Last month, Angus Energy started a production testing programme of the sidetrack well they drilled without planning permission two years ago. They stopped work over Christmas and are restarting on Monday, 7 January.
The new well is targeting a shale layer that has not been extracted from before at Brockham, and which is likely to require the use of acid stimulation or fracking to flow hydrocarbons.
In our last update on 30 November, we reported that Brockham was given a new environmental permit, which would push back work on the new well. The pushback has not happened. See more on this below in New Environmental Permit, Lack of Transparency and Moving Goalposts.
Injunction
The injunction against protest at Brockham granted in August in a closed court was renewed in mid December. The injunction is against “Persons Unknown” and prohibits trespass on the site and interference with access along private access roads and the public highway. It specifically outlaws direct action protests, such as slow walking, lock-ons and lorry surfing.
Thanks to the brave efforts of Pat Smith and Vicki Elcoate, the judge did not allow the inclusion of a list of names that was bought from a security firm, which compiled it on behalf of another oil company applying for an injunction at another site several years earlier. The list included names of people who had never visited the Brockham site and had no involvement in protest or campaigning.
The injunction doesn’t stop people from walking along Old School lane or any of the public footpaths around the site (FP84, 86 and 92; but note the stone road leading up to the site is not a footpath), or from taking pictures.

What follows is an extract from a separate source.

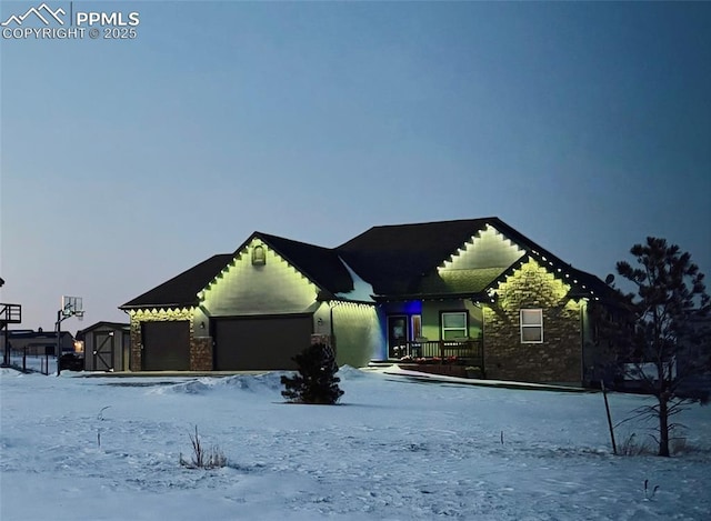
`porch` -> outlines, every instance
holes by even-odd
[[[479,339],[400,341],[389,362],[422,372],[484,378],[483,341]]]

Monitoring of Air and Water
The first air, surface and groundwater samples have been analysed and we are continuing with the monitoring process. We will write more on this in next updates. If you’d like to support this effort, you can donate via this link.
New Environmental Permit, Lack of Transparency and Moving Goalposts
The new environmental permit granted in late November included three pre-operational conditions. Paperwork for the condition on gas management plan (PO 01) needed to be submitted at least one month prior to commencement of appraisal or production operations via the new well.

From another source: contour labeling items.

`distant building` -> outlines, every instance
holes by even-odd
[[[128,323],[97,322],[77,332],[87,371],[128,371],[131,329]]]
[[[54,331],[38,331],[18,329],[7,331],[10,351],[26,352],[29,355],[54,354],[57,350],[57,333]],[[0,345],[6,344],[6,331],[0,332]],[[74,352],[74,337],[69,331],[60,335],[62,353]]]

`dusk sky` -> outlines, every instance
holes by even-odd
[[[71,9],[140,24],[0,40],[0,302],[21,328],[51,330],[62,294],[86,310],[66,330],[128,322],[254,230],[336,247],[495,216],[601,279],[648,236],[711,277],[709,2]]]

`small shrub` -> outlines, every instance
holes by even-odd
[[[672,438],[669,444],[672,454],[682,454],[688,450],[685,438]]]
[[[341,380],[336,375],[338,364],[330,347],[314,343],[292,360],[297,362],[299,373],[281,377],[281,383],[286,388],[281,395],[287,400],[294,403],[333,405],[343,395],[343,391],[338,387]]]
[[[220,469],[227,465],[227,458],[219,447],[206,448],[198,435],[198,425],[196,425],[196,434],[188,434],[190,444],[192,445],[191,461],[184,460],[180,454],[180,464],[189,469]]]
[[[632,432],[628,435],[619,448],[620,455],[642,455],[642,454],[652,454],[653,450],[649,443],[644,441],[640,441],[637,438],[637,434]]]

So, we were surprised that work at Brockham started so soon after this new permit was issued. Deliveries of heavy equipment started in early December and a rig was mounted on the new well on the 11th of Dec. We asked the Environment Agency about this apparently pre-mature work, but were told that they didn’t have the resources to answer our queries and that those would be treated as freedom of information requests, with a time limit of 20 working days to answer.
Delays in sharing of information run the potential risk of failure to prevent permit breaches and we think that this 20 working day delay on information coming from the Environment Agency is regrettable and unacceptable.

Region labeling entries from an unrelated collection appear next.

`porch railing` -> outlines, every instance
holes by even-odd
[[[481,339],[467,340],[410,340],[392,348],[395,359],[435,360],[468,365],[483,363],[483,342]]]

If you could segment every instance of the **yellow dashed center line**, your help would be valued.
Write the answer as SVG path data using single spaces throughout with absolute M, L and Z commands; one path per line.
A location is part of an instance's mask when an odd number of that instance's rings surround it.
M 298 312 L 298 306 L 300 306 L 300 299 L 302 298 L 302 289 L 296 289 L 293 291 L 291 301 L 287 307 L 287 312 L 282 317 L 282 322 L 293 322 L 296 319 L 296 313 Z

An update from the EA was finally shared on 20th Dec. It said that conditions on well treatments including the use of acid were now discharged, but that the condition on gas management was only partially met – it was split into “appraisal” and “production” stages, even though there was no mention of this split in the recently issued permit. The EA approved the appraisal stage of this condition on 11 Dec making Angus’ work in December compliant.
We don’t know the details of what Angus agreed with the EA in the pre-op conditions because there is a delay in publishing of this information, and the due consultation was scrapped. The EA issued the new permit hastily (after a 2-year long re-permitting process dragged out by Angus Energy), it appears in a desperate attempt to gain some regulatory control over the new activities at Brockham. As a result, the public was denied an opportunity to comment as there was no time for public consultation.
Cancellation of a public consultation and the change to pre-operational conditions are not minor details. They point to a weakness of the system, which allows for moving of the goalposts to accommodate operators who have little regard for the regulatory process or the local community.
Appraisal or Production?
The splitting of the gas management condition again brings out the issue of whether Angus are appraising the new well and a new geological layer, or whether they are going straight into commercial production. According to the Oil and Gas Authority (who issued a production consent) and the EA, the site will be in production. But the council only gave permission for appraisal, (although they don’t have any criteria on how appraisal is different from production other than the length of the stage, which they granted in this instance for a “temporary” period of 3 years). We are pursuing this issue with the council.